The next steps are to build an index and then align our read to the index:

#build index
bowtie-build ref.fa ref

#if you want to scroll up and down the usage
#bowtie 2>&1 | less
#here are what the parameters mean
#-k <int>           report up to <int> good alignments per read (default: 1)

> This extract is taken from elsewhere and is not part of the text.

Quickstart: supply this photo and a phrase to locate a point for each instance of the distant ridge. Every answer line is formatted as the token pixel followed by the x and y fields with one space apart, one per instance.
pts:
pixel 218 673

#-f                 query input files are (multi-)FASTA .fa/.mfa
#-S/--sam           write hits in SAM format
bowtie -k 40 -f -S ref read.fa
@HD	VN:1.0	SO:unsorted
@SQ	SN:artificial	LN:560
@PG	ID:Bowtie	VN:1.0.1	CL:"bowtie -k 40 -f -S ref read.fa"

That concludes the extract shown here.